La pregunta es, ¿como símbolo de qué? Evidentemente de castigo a los malignos ricos, la nueva minoría perseguida responsable de nuestros males. Y así, por dar una señal de que ser rico es una inmoralidad que debe ser sancionada en nuestra sociedad, incluso estamos dispuestos a aplicar impuestos de recaudación irrelevante que perjudicarán a millones de personas que no son ricas y que se verán sin empleo y con menores salarios debido a la fuga de capitales.
"Los empresarios tienen que tener claro que su responsabilidad con el país es también la de defender la imagen de su rol en tanto creadores de bienestar general, evitando caer en complejos de culpa y concesiones a ideas que lo único que hacen es fortalecer a aquellos demagogos que explotan sentimientos de envidia disfrazados de justicia para avanzar agendas de poder"
¿Qué hacer entonces para revertir esta irracional filosofía del fracaso? Es urgente un programa masivo de alfabetización económica elemental en la ciudadanía y las elites, pues ello permitirá crear conciencia de que en un mercado abierto la riqueza es fundamentalmente una función del valor creado para otros y que, por tanto, mientras más ricos hay en un país y más ricos son estos, más se eleva la calidad de vida de todos.
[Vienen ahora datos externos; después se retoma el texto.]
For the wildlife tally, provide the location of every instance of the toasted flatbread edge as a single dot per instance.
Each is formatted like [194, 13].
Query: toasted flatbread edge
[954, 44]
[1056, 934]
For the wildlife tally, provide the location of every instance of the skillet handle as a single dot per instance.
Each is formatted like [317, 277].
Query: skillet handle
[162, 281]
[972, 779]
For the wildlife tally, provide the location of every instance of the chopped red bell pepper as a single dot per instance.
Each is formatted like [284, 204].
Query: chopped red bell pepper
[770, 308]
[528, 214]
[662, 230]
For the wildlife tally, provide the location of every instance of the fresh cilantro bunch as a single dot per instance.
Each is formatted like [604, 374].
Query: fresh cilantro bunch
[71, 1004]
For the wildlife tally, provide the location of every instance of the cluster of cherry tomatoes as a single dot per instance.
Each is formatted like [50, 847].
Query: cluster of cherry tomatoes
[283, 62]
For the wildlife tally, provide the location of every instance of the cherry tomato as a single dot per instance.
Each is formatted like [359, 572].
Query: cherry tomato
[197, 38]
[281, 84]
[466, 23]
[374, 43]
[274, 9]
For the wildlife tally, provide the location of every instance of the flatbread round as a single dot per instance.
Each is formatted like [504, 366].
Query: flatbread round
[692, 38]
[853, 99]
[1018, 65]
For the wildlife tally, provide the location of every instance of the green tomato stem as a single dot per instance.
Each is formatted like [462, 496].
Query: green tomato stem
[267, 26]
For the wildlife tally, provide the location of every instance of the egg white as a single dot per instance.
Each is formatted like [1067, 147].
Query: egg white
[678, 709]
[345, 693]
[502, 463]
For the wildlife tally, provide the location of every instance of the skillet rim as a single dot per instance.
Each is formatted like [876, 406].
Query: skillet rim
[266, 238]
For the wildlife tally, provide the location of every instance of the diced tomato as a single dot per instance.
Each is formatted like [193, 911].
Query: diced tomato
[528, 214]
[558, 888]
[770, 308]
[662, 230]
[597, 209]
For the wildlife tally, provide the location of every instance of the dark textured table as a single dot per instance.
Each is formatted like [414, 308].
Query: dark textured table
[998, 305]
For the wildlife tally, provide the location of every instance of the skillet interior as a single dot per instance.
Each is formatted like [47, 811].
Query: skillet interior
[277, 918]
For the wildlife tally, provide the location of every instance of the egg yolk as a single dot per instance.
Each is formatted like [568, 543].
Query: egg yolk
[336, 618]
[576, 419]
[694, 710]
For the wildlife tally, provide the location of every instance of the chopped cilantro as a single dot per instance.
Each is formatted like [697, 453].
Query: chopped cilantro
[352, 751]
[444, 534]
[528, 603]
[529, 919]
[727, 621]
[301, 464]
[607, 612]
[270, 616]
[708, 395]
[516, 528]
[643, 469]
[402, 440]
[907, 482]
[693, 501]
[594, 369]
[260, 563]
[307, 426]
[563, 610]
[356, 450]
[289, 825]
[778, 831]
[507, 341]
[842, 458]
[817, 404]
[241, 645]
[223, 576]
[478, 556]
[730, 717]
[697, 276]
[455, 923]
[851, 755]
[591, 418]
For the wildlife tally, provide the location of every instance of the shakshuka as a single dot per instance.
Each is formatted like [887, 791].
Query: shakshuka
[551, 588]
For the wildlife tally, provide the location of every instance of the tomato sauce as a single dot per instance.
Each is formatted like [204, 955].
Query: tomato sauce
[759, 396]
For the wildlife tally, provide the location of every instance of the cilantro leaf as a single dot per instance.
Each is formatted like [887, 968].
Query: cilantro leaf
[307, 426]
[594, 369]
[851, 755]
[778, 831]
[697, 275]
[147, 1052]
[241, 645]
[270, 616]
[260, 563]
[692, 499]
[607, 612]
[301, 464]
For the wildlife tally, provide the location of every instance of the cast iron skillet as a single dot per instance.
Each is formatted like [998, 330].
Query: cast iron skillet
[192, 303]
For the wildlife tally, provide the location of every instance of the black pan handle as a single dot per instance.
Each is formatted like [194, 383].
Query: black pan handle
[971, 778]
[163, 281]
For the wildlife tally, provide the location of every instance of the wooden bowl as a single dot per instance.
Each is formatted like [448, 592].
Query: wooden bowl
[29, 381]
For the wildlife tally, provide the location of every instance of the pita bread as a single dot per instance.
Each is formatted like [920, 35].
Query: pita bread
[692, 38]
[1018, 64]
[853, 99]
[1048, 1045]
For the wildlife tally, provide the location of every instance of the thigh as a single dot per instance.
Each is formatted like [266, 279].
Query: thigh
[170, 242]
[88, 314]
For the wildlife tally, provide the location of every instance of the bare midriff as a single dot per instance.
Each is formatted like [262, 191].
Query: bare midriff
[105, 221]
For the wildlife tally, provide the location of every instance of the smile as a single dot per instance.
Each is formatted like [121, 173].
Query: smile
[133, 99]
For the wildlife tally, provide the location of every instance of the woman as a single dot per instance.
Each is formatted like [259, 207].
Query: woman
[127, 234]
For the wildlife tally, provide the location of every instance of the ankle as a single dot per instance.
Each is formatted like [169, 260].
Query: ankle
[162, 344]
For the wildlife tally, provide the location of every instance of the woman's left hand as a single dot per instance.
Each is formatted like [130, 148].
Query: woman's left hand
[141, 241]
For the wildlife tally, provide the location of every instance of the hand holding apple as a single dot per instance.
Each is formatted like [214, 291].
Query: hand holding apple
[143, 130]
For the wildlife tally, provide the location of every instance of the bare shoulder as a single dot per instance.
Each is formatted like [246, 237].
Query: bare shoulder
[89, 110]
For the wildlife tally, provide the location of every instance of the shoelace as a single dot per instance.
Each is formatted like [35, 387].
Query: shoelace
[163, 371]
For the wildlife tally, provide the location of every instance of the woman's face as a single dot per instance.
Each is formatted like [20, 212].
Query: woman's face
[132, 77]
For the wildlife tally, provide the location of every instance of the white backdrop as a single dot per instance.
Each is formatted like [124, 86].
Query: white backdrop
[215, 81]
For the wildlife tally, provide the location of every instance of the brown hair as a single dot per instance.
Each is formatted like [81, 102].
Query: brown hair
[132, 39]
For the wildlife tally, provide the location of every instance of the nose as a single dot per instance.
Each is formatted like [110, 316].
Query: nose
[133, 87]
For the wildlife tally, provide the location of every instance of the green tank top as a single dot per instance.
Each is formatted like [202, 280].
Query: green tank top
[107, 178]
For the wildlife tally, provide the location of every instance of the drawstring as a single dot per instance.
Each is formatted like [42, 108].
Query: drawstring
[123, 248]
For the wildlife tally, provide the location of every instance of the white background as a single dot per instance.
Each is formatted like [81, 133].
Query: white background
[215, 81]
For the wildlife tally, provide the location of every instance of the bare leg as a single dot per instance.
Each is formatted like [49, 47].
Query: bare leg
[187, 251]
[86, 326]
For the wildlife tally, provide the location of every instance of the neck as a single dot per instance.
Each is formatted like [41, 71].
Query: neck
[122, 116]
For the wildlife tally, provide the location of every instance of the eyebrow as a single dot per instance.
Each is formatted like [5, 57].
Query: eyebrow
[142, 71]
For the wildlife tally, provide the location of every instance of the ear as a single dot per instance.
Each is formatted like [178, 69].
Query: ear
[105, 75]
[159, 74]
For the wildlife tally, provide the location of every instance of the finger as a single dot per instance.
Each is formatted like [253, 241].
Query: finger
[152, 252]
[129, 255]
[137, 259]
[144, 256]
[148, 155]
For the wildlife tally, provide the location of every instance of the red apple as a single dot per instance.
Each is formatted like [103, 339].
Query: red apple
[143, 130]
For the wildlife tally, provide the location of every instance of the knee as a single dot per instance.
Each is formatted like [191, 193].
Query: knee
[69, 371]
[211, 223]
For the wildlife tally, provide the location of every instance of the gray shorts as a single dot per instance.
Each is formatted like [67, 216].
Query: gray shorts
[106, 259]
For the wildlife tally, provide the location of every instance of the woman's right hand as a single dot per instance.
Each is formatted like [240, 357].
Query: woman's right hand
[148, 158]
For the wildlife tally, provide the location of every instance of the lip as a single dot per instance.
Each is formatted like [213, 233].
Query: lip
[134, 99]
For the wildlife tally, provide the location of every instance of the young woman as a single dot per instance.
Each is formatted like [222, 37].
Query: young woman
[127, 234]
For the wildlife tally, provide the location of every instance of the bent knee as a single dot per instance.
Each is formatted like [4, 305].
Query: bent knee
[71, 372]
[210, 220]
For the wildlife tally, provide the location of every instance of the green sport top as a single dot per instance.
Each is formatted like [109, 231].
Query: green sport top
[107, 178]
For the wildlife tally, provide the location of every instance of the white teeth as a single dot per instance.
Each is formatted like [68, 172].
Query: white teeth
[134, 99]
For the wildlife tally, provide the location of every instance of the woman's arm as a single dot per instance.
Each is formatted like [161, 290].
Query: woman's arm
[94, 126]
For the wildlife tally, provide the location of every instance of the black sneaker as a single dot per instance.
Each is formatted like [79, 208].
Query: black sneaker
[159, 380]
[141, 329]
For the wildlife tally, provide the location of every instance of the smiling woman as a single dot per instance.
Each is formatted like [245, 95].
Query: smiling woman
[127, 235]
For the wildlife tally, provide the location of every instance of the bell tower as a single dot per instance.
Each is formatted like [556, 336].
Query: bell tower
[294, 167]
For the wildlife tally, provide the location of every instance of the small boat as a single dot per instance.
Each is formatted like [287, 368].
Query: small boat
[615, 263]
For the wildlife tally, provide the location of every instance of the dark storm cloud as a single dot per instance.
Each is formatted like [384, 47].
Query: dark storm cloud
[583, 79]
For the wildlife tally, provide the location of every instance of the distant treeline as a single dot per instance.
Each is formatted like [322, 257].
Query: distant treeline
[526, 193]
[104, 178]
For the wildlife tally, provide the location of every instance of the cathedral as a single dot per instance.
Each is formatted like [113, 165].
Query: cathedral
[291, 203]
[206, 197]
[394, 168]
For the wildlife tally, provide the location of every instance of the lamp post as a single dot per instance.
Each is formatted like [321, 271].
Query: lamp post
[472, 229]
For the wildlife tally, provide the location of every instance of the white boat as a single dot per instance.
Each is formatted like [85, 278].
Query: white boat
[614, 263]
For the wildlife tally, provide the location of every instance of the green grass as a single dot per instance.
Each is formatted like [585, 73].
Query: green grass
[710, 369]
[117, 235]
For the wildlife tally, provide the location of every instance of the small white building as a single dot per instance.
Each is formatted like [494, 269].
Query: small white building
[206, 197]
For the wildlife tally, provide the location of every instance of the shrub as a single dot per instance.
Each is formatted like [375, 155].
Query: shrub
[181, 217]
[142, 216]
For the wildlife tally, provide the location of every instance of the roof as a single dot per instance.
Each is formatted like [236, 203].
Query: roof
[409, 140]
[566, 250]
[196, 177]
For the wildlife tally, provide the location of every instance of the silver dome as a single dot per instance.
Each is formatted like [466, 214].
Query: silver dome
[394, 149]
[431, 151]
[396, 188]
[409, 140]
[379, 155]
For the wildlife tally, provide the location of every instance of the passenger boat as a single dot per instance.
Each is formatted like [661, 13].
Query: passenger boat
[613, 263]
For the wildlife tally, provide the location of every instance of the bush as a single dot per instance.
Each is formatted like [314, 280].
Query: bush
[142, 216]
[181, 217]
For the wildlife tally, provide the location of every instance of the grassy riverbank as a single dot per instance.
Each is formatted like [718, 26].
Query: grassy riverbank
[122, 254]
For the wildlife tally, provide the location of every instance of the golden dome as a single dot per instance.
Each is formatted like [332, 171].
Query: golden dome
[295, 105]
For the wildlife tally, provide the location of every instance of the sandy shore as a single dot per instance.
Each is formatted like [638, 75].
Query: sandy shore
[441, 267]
El empresario, como argumentaba Ludwig von Mises, es un benefactor social que solo puede acumular riqueza obedeciendo el mandato de los consumidores. Este empresario no es un santo, por cierto, pero es el agente de progreso por excelencia en una sociedad, y si no cumple su función de crear ganancias, la miseria generalizada es la única realidad posible, como prueba la historia de países socialistas o populistas estatistas sin excepción.
En este escenario, los empresarios tienen que tener claro que su responsabilidad con el país es también la de defender la imagen de su rol en tanto creadores de bienestar general, evitando caer en complejos de culpa y concesiones a ideas que lo único que hacen es fortalecer a aquellos demagogos que explotan sentimientos de envidia disfrazados de justicia para avanzar agendas de poder. Además de combatir con coraje las ideologías que los presentan como explotadores y abusadores, los empresarios deben comprometerse con un libre mercado genuino, tanto en los hechos como en el discurso, pues solo así gozarán de credibilidad pública. La narrativa sobre sí mismos que desarrollen debe basarse igualmente en valores esenciales de una sociedad libre y mentalmente sana, como son la libertad de emprender y de crear, la celebración del éxito en lugar de su descrédito, el respeto al derecho de propiedad y la dignidad que implica pararse sobre los propios pies, valor que se encuentra en el epicentro de todo impulso empresarial.
Solo un cambio valórico y educativo en el sentido descrito permitirá desarrollar un discurso verdaderamente inclusivo, conteniendo ideologías destructivas e instintos de justicia irracionales que ven en los ricos, el lucro y los empresarios exitosos, males morales que deben ser combatidos.